One recent example is an email, by mistake circulated to the students, compiled by one of the teachers at a High School in Kfar Saba, in which one student is described as “selfish,” another as “not particularly bright,” and another as “a big baby.”

In this case, what pertains to simple gossip, unworthy of being put on paper, was not only printed, thus becoming ‘a document,’ but distributed to all students, making us wonder what really keeps these teachers occupied; clearly not valuable education. Gossip – a word which interestingly comes from ‘God-siblings’ – sometimes makes aspects of everyday a bit juicier, shouldn’t be taken seriously. It shouldn’t become a document, and it shouldn’t become public. The shadow of gossip should be relegated to the secrecy of dark corners of dining-hall tables or coffee-shop chatter. But now, with the ease of pushing buttons, shadows are easily thrown out right there in front of us, penetrating the weakening filters of the ego and ego-judgment, fusing with the face of our personae.
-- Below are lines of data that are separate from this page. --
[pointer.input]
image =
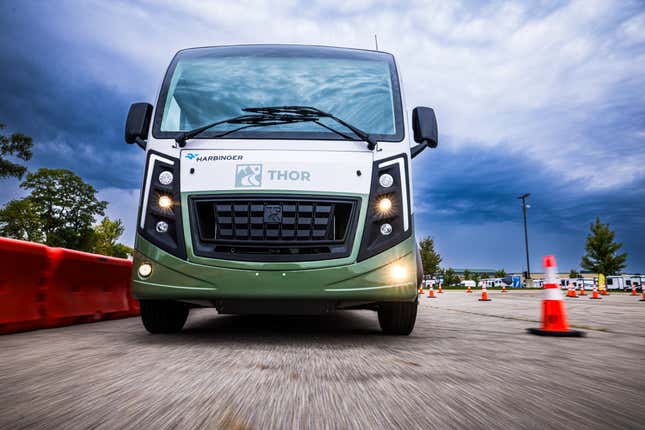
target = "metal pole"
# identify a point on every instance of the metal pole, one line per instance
(526, 235)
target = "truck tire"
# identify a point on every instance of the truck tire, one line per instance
(163, 316)
(397, 317)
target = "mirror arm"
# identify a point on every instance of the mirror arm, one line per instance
(417, 149)
(142, 143)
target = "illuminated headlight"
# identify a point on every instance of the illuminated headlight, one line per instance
(384, 205)
(165, 202)
(165, 177)
(145, 270)
(399, 272)
(386, 180)
(161, 227)
(386, 229)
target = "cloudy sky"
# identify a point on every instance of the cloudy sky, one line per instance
(546, 97)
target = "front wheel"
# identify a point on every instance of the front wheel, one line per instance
(397, 317)
(163, 316)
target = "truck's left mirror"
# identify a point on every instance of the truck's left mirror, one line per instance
(138, 123)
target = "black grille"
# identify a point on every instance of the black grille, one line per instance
(293, 228)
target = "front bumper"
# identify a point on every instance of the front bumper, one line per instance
(388, 276)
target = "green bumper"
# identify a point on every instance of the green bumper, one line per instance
(389, 276)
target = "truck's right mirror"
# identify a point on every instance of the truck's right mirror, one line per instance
(138, 123)
(424, 126)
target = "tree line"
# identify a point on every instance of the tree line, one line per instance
(601, 256)
(60, 210)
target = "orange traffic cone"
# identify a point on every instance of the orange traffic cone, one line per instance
(554, 317)
(431, 293)
(484, 297)
(571, 292)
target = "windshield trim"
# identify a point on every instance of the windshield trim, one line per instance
(295, 50)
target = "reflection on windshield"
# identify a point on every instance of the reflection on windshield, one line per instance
(204, 90)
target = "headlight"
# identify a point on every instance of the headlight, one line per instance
(161, 227)
(145, 270)
(165, 202)
(160, 220)
(388, 221)
(386, 180)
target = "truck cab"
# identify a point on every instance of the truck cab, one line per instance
(278, 181)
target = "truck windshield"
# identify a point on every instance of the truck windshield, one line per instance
(205, 85)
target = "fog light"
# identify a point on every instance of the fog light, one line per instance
(165, 202)
(165, 177)
(145, 270)
(386, 180)
(161, 227)
(386, 229)
(399, 272)
(385, 204)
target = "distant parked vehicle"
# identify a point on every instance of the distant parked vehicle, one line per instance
(576, 283)
(537, 283)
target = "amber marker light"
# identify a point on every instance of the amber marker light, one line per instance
(384, 205)
(165, 202)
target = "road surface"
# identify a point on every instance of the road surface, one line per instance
(468, 364)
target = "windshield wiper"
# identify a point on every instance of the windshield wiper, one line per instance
(312, 111)
(277, 115)
(253, 120)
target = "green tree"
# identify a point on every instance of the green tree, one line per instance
(66, 205)
(601, 251)
(106, 235)
(476, 277)
(467, 275)
(15, 145)
(429, 257)
(450, 277)
(20, 220)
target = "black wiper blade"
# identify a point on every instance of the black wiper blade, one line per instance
(251, 120)
(310, 111)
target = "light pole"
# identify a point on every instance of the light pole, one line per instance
(526, 235)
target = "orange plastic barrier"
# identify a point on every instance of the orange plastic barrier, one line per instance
(49, 287)
(22, 285)
(86, 287)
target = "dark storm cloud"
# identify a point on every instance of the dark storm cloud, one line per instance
(76, 120)
(568, 126)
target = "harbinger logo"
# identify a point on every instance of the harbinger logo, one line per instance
(199, 158)
(248, 175)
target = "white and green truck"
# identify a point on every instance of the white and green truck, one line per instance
(278, 181)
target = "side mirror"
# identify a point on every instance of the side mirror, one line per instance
(138, 124)
(424, 126)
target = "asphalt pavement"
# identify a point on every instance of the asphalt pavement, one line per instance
(468, 364)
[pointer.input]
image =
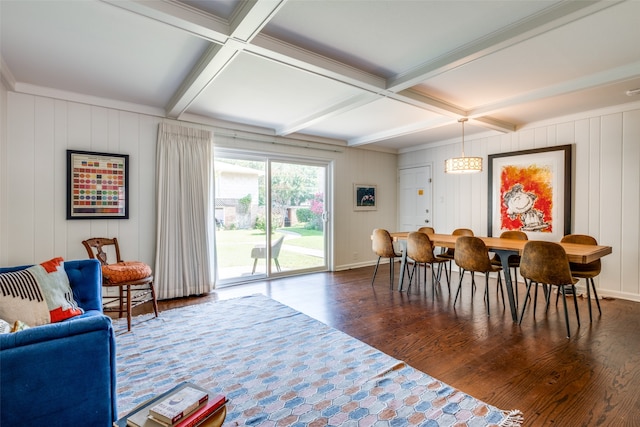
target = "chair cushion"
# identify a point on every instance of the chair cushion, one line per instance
(38, 295)
(125, 271)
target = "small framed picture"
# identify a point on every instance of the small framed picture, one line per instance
(97, 185)
(364, 197)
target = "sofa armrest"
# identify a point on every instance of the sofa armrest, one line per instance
(85, 278)
(59, 374)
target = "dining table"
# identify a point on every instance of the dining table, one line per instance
(577, 253)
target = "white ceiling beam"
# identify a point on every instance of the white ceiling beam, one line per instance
(248, 22)
(212, 62)
(178, 15)
(547, 20)
(591, 81)
(417, 99)
(251, 17)
(331, 111)
(401, 131)
(284, 53)
(493, 124)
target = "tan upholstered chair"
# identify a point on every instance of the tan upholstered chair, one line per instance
(471, 254)
(585, 271)
(382, 245)
(547, 263)
(420, 250)
(514, 260)
(125, 276)
(449, 253)
(427, 230)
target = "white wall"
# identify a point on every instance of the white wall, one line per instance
(606, 185)
(33, 225)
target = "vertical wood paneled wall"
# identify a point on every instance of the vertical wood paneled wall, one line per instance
(33, 225)
(606, 186)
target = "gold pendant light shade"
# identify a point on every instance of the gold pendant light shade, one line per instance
(463, 164)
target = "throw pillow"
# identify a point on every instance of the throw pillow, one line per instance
(21, 299)
(37, 295)
(57, 291)
(5, 327)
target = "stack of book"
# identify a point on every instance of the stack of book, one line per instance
(186, 405)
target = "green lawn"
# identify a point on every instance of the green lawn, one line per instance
(234, 247)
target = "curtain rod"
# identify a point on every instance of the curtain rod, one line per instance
(272, 140)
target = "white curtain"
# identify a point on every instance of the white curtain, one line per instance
(184, 237)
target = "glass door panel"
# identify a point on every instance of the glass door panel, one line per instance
(290, 195)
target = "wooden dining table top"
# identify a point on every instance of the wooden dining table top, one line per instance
(577, 253)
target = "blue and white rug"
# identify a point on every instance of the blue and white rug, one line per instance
(279, 367)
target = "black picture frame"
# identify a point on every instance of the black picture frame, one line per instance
(558, 159)
(97, 185)
(365, 197)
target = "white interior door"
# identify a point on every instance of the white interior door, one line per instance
(415, 198)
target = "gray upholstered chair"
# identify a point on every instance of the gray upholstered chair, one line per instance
(585, 271)
(547, 263)
(471, 254)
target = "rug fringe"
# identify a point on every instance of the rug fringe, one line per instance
(515, 418)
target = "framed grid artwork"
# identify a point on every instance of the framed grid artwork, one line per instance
(97, 185)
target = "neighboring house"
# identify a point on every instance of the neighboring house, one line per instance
(231, 180)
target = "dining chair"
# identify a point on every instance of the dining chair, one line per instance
(585, 271)
(382, 245)
(514, 260)
(449, 253)
(420, 250)
(427, 230)
(547, 263)
(471, 254)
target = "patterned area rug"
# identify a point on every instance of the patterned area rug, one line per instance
(279, 367)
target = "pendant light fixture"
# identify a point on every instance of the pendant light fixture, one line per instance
(463, 164)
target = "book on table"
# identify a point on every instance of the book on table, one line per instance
(142, 416)
(179, 404)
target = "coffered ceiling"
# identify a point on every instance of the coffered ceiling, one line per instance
(385, 74)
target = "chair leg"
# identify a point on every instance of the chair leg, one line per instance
(391, 272)
(575, 303)
(375, 271)
(128, 308)
(514, 283)
(155, 300)
(486, 292)
(595, 294)
(526, 298)
(412, 273)
(589, 299)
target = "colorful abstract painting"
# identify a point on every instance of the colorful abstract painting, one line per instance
(527, 198)
(530, 191)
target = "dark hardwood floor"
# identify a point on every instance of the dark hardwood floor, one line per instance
(591, 379)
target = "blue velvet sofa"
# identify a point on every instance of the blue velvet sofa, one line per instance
(62, 374)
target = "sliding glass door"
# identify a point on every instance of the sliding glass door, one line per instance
(271, 217)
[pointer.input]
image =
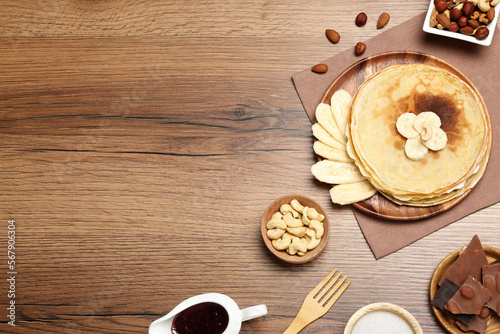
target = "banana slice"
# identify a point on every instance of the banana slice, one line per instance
(321, 134)
(405, 127)
(330, 153)
(325, 118)
(334, 172)
(415, 149)
(426, 117)
(340, 103)
(352, 192)
(437, 141)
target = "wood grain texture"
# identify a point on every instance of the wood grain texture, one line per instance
(141, 142)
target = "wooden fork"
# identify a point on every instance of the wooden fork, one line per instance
(318, 301)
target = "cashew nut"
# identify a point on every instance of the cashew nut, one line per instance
(297, 231)
(283, 242)
(276, 223)
(484, 5)
(288, 208)
(275, 233)
(297, 247)
(312, 241)
(317, 226)
(290, 221)
(296, 205)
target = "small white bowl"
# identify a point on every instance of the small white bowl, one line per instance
(457, 35)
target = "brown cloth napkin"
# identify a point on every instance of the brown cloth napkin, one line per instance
(479, 63)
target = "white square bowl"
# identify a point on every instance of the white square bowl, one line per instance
(457, 35)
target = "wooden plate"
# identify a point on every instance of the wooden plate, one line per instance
(350, 80)
(445, 319)
(283, 255)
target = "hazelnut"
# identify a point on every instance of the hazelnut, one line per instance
(360, 48)
(462, 21)
(454, 27)
(482, 33)
(441, 5)
(361, 19)
(468, 8)
(455, 14)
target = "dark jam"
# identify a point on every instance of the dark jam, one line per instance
(203, 318)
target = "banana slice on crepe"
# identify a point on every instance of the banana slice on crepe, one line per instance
(349, 193)
(333, 172)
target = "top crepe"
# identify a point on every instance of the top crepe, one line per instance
(378, 148)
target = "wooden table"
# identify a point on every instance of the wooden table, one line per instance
(141, 142)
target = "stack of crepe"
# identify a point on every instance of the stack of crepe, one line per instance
(378, 149)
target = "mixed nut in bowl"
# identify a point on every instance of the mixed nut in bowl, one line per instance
(469, 20)
(295, 229)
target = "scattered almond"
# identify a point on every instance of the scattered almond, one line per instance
(320, 68)
(332, 35)
(383, 20)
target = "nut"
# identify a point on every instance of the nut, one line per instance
(320, 68)
(383, 19)
(454, 27)
(441, 5)
(474, 24)
(361, 19)
(444, 20)
(455, 13)
(462, 21)
(467, 30)
(490, 14)
(360, 48)
(468, 8)
(482, 33)
(332, 35)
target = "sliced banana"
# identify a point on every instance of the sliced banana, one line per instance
(344, 194)
(321, 134)
(330, 153)
(405, 127)
(415, 149)
(334, 172)
(437, 141)
(325, 118)
(340, 102)
(426, 117)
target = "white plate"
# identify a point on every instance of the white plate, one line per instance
(486, 42)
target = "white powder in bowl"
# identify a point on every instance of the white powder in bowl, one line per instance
(382, 322)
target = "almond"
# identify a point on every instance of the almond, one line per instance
(383, 20)
(319, 68)
(444, 20)
(332, 35)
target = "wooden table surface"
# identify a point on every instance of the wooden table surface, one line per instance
(141, 142)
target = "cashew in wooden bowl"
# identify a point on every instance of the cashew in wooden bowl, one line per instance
(295, 228)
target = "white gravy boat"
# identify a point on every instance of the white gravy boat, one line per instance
(235, 315)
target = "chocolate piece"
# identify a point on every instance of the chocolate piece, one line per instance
(469, 262)
(470, 298)
(478, 323)
(443, 294)
(491, 281)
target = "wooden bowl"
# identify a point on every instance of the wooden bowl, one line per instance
(283, 255)
(445, 319)
(388, 307)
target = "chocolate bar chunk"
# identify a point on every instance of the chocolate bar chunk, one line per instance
(443, 294)
(470, 298)
(478, 323)
(469, 262)
(491, 281)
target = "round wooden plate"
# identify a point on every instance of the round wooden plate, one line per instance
(350, 80)
(445, 319)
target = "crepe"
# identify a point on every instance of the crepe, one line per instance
(378, 148)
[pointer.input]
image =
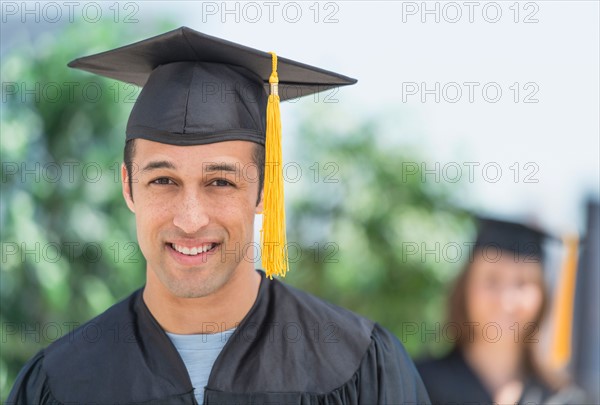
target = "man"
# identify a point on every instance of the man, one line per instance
(207, 327)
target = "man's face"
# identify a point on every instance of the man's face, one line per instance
(194, 208)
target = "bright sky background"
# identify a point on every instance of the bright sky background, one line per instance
(554, 58)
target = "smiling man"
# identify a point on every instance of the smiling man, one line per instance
(207, 327)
Read more, e.g. Self, Meaning & the Transient Personality, Recollection and recollectivization, Destruction of the Image and the Worship of Transiency here.

Technology is not only here to stay, but we would rather not do without it. However, rather than a future in which man and machine struggle against each other, with a doubtful outcome, modern technology can be combined with the mystery of life and the magic of childhood, as for instance in Gal Sasson's Make-a-Play, a finalist in the Engadget Insert Coin Competition.


[1] Appeared in Horseless Age, “a popular magazine for automobile enthusiasts” published between 1895 and 1918; from Ann Norton Greene, “Horses at Work: Harnessing Power in Industrial America.”